Hydrogen fuel cells have been employed with some success on small drones by companies such as EnergyOr and Skycorp, who report that endurance increases by factors of two to four over li-ion power. But powering eVTOL aircraft with fuel cells would be stymied by the current lack of national aviation distribution system. In the U.S., currently only California has a network of around 50 locations that cater to automotive fuel cell users, while Japan has plans in work to build 2,000 of them over the next eight years.
However, as none of the new battery technologies are market-ready, OEMs with actual aircraft building experience such as Airbus and Bell have been prompted to examine hybrid/distributed power solutions for their first-generation eVTOL aircraft. Typically, such arrangements rely on using a fossil-fueled internal combustion engine (piston and turbines) as a generator to power the electric drive motors with some form of battery back-up. Aircraft engine makers Continental, General Electric, Honeywell, Pratt & Whitney, Rolls-Royce, and Safran are all working on hybrid/distributed power systems.
Hybrids Aren’t Straightforward Either
Hybrid unmanned air vehicles (UAVs) clearly do not fit into the UAM model envisioned by ride-share giant Uber and some others. The planned Uber Air model relies on the use of existing rooftop and elevated structures such as parking garages to accommodate eVTOL takeoff and landings.
Fossil-fueled vehicles are likely to add wildly to estimated infrastructure costs unless used at existing airports and heliports due to various factors including the need for fossil fuel storage and refueling. The complex requirements for this infrastructure are laid out in documents such as the National Fire Protection Association standard 418 and the International Civil Aviation Organization’s Chapter 6 rules for Heliport Emergency Response. Required equipment for rooftop structures includes safety nets, standpipes, and a fuel water separator tank, while best practices include the addition of a fire extinguishing foaming system. These additional costs are considerable.

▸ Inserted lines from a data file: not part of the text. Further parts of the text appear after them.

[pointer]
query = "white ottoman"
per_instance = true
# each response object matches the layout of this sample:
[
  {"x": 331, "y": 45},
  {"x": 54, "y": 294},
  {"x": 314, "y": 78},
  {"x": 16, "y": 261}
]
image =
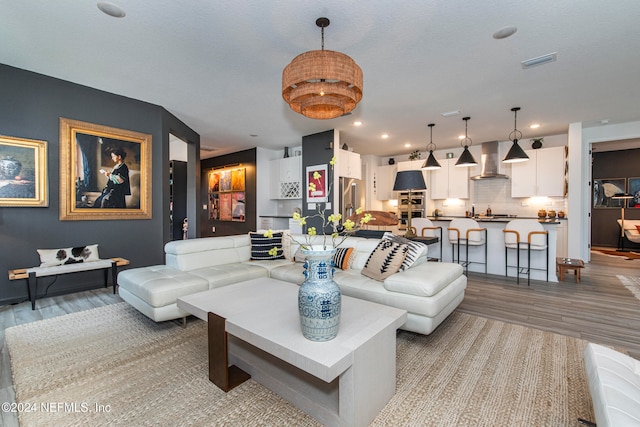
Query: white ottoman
[
  {"x": 614, "y": 383},
  {"x": 154, "y": 290}
]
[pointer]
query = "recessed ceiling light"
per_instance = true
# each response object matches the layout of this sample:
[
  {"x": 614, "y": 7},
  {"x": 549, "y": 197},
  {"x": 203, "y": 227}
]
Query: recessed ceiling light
[
  {"x": 111, "y": 9},
  {"x": 505, "y": 32}
]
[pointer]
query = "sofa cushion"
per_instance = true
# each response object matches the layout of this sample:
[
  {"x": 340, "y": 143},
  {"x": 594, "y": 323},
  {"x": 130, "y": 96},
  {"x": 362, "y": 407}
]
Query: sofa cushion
[
  {"x": 228, "y": 274},
  {"x": 160, "y": 285},
  {"x": 614, "y": 383},
  {"x": 343, "y": 258},
  {"x": 425, "y": 280},
  {"x": 286, "y": 241},
  {"x": 293, "y": 272},
  {"x": 385, "y": 259},
  {"x": 356, "y": 285},
  {"x": 417, "y": 253},
  {"x": 62, "y": 256},
  {"x": 192, "y": 254},
  {"x": 262, "y": 245}
]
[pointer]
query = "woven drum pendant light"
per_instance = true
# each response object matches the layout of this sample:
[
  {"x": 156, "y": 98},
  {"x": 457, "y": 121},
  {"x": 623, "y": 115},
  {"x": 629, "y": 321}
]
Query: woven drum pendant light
[{"x": 322, "y": 84}]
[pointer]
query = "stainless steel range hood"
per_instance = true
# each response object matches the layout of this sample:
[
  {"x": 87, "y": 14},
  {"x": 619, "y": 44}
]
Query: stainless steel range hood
[{"x": 490, "y": 162}]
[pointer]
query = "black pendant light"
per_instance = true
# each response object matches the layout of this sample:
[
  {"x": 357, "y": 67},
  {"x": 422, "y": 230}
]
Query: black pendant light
[
  {"x": 516, "y": 153},
  {"x": 431, "y": 163},
  {"x": 466, "y": 159}
]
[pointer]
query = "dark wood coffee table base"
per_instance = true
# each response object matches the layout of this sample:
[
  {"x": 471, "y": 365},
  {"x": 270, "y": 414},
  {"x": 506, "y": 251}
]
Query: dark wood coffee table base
[{"x": 220, "y": 373}]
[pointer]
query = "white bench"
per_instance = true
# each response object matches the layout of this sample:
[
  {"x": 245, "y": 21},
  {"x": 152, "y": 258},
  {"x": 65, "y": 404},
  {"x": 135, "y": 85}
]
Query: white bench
[
  {"x": 32, "y": 274},
  {"x": 614, "y": 383}
]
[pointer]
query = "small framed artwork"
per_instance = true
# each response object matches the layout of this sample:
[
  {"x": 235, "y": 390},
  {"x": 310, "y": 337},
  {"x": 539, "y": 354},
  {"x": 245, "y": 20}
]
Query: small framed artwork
[
  {"x": 105, "y": 172},
  {"x": 23, "y": 172},
  {"x": 237, "y": 206},
  {"x": 317, "y": 183},
  {"x": 634, "y": 190},
  {"x": 605, "y": 189},
  {"x": 225, "y": 207}
]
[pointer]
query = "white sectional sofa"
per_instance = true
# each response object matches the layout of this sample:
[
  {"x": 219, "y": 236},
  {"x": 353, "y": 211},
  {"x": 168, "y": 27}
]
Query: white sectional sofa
[
  {"x": 614, "y": 383},
  {"x": 429, "y": 292}
]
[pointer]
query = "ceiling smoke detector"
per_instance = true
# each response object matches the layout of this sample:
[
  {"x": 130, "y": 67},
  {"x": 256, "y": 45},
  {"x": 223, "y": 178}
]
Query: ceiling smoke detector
[
  {"x": 111, "y": 9},
  {"x": 540, "y": 60}
]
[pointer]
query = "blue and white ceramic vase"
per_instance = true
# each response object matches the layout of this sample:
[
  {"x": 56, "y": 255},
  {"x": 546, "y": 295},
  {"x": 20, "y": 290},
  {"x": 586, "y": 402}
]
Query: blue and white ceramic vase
[{"x": 319, "y": 297}]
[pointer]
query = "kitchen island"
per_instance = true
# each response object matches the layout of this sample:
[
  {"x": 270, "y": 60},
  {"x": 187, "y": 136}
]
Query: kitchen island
[{"x": 496, "y": 249}]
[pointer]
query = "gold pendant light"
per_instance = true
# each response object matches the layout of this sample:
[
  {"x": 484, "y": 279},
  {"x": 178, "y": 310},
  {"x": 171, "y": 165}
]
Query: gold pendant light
[{"x": 322, "y": 84}]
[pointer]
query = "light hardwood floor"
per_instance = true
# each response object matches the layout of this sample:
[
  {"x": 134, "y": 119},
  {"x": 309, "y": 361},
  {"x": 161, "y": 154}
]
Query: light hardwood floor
[{"x": 599, "y": 309}]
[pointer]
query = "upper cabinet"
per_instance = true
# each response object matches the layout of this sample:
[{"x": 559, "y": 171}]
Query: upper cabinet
[
  {"x": 348, "y": 164},
  {"x": 449, "y": 182},
  {"x": 384, "y": 182},
  {"x": 542, "y": 175},
  {"x": 286, "y": 178}
]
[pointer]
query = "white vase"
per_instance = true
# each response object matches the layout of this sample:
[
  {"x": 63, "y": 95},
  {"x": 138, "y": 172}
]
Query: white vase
[{"x": 319, "y": 298}]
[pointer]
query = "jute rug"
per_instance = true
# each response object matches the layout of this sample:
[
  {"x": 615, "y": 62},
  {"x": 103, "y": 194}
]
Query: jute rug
[
  {"x": 632, "y": 283},
  {"x": 113, "y": 366}
]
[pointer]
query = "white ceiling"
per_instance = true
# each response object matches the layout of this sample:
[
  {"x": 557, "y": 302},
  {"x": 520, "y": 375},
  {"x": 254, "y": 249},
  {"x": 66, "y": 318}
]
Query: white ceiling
[{"x": 217, "y": 65}]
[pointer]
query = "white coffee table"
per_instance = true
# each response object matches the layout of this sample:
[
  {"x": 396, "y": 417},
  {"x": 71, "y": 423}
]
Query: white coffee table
[{"x": 345, "y": 381}]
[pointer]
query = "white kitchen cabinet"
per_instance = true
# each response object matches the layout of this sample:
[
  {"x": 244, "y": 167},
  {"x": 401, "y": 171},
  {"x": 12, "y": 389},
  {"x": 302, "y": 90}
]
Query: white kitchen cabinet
[
  {"x": 286, "y": 178},
  {"x": 348, "y": 164},
  {"x": 385, "y": 178},
  {"x": 449, "y": 182},
  {"x": 541, "y": 175}
]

Hybrid eVTOLs also are likely to produce more noise than models solely powered by batteries, and this is likely to incur public acceptance problems and outright political opposition, especially in helicopter noise-sensitive markets including New York and Los Angeles.
For these reasons, leading proponents of eVTOL aircraft as part of an integrated UAM system are reticent about hybrid technology. However, until battery technology improves, hybrids may be the only viable solution that meets mission range and duration requirements while satisfying regulators.